Diese Fähigkeit wird als Neuroplastizität bezeichnet. Sie beschreibt, dass unser Gehirn und unser Nervensystem ein Leben lang lernfähig bleiben. Jedes Mal, wenn wir einen Moment von Sicherheit erleben, wenn wir wahrnehmen, dass unser Körper getragen wird oder wenn wir nach einer belastenden Situation wieder zur Ruhe finden, sammelt unser Nervensystem neue Erfahrungen.
Diese Erfahrungen mögen klein erscheinen, für unser Nervensystem können sie allerdings von großer Bedeutung sein. Deshalb geht es bei der Stressregulation nicht darum, alles perfekt zu machen. Viel wichtiger sind viele kleine Momente, in denen unser Körper erlebt: „Ich bin gerade sicher.“
Welche Übungen können die Stressregulation unterstützen?
Es gibt nicht die eine Übung, die allen Menschen hilft. Je nachdem, wie wir uns gerade fühlen und in welchem Zustand sich unser Nervensystem befindet, kann Unterschiedliches hilfreich sein.
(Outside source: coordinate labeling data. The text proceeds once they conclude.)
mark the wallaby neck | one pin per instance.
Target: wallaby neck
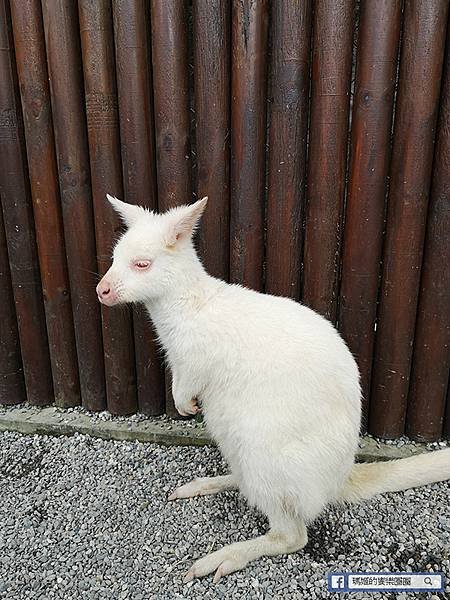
(173, 312)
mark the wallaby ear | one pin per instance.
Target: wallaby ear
(183, 220)
(129, 213)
Mögliche Regulationsübungen, die ich in meinem Praxisalltag und während meiner Arbeit in der Klinik sehr schätze, sind zum Beispiel:
- Orientierung im Raum
- verlängertes Ausatmen
- den Kontakt der Füße zum Boden bewusst wahrnehmen
- die Schmetterlingsumarmung
- den Rücken an der Wand spüren
- den Körper ausschütteln
Vielleicht merkst du schon beim Lesen, dass dich manche Übungen eher ansprechen als andere. Auch das ist völlig normal. Stressregulation bedeutet nicht, möglichst viele Techniken zu kennen. Es geht vielmehr darum, nach und nach herauszufinden, was dein Nervensystem in unterschiedlichen Situationen unterstützt.
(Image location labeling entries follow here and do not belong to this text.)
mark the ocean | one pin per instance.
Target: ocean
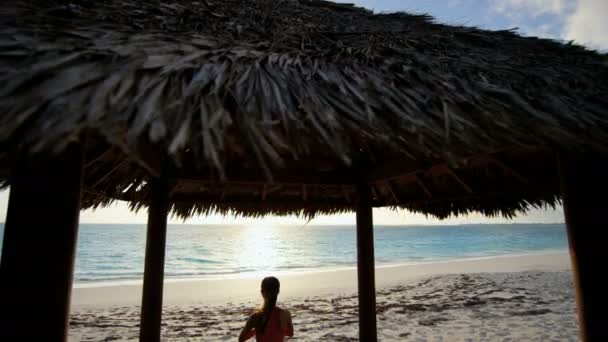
(114, 253)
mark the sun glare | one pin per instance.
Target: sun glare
(259, 251)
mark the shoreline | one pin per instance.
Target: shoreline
(139, 282)
(217, 292)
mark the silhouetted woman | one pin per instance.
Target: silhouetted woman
(270, 323)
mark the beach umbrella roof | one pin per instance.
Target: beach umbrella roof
(283, 107)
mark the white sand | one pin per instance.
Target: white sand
(527, 297)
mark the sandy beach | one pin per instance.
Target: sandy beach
(523, 297)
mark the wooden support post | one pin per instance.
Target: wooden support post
(39, 247)
(584, 188)
(365, 266)
(152, 298)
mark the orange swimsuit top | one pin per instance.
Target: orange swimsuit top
(273, 331)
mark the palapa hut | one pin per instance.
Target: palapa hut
(281, 107)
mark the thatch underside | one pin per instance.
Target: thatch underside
(283, 106)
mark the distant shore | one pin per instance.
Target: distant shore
(222, 291)
(521, 298)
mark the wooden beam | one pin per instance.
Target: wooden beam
(107, 174)
(345, 193)
(39, 246)
(584, 186)
(152, 298)
(365, 266)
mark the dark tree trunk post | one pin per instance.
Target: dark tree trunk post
(584, 187)
(365, 266)
(39, 247)
(152, 298)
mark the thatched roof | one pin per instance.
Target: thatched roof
(283, 106)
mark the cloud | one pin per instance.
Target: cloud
(532, 7)
(587, 25)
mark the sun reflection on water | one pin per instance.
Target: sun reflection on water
(259, 248)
Warum du vielleicht mehr Unterstützung brauchst
Manchmal reichen kleine Übungen aus, um wieder etwas mehr Ruhe zu finden. Manchmal jedoch nicht. Vielleicht begleitet dich innere Anspannung schon seit vielen Jahren. Vielleicht hast du früh gelernt, deine eigenen Bedürfnisse zurückzustellen und viel Verantwortung zu übernehmen. Zu funktionieren, obwohl es dir eigentlich nicht gut ging.
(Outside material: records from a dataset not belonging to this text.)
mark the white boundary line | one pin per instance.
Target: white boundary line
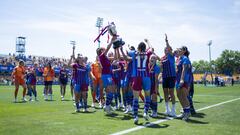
(167, 119)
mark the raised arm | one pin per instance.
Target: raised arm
(168, 47)
(110, 45)
(125, 57)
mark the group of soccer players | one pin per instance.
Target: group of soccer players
(122, 76)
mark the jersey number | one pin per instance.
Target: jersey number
(143, 62)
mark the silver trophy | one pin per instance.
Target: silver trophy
(113, 32)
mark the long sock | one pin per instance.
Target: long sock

Dann hat dein Nervensystem über lange Zeit bestimmte Strategien entwickelt, um mit Belastung umzugehen. Diese Strategien haben dir vermutlich einmal geholfen. Heute fühlen sie sich vielleicht nicht mehr stimmig an. Neue Erfahrungen brauchen Zeit und manchmal brauchen sie einen geschützten Rahmen.
In einer körperorientierten Psychotherapie oder einem Coaching kann genau dieser Raum entstehen. Ein Raum, in dem du deinen Körper besser verstehen lernst und in dem neue Erfahrungen von Sicherheit möglich werden. Nicht, indem du gegen deinen Körper arbeitest, sondern indem ihr Schritt für Schritt wieder miteinander in Kontakt kommt.
Stressregulation beginnt mit einer anderen Haltung
Vielleicht ist das die wichtigste Erkenntnis:
Stressregulation bedeutet nicht, den eigenen Körper unter Kontrolle zu bringen. Es geht nicht darum, nie wieder gestresst zu sein und auch nicht darum, jede Anspannung sofort loszuwerden. Vielmehr geht es darum, neugierig zu werden. Zu bemerken, was gerade in dir passiert. Zu erkennen, was dein Körper dir vielleicht mitteilen möchte und nach und nach herauszufinden, was dir in diesem Moment wirklich guttut. Manchmal ist das eine Atemübung, ein anderes Mal Bewegung, ein Gespräch oder einfach eine Pause.
Unser Körper ist kein Gegner, den wir überwinden müssen. Er versucht, uns zu schützen. Je besser wir verstehen, warum er so reagiert, desto leichter fällt es uns, mit mehr Mitgefühl auf uns selbst zu schauen. Und genau dort beginnt oft Veränderung. Nicht mit Perfektion, sondern mit einer neuen Beziehung zu uns selbst.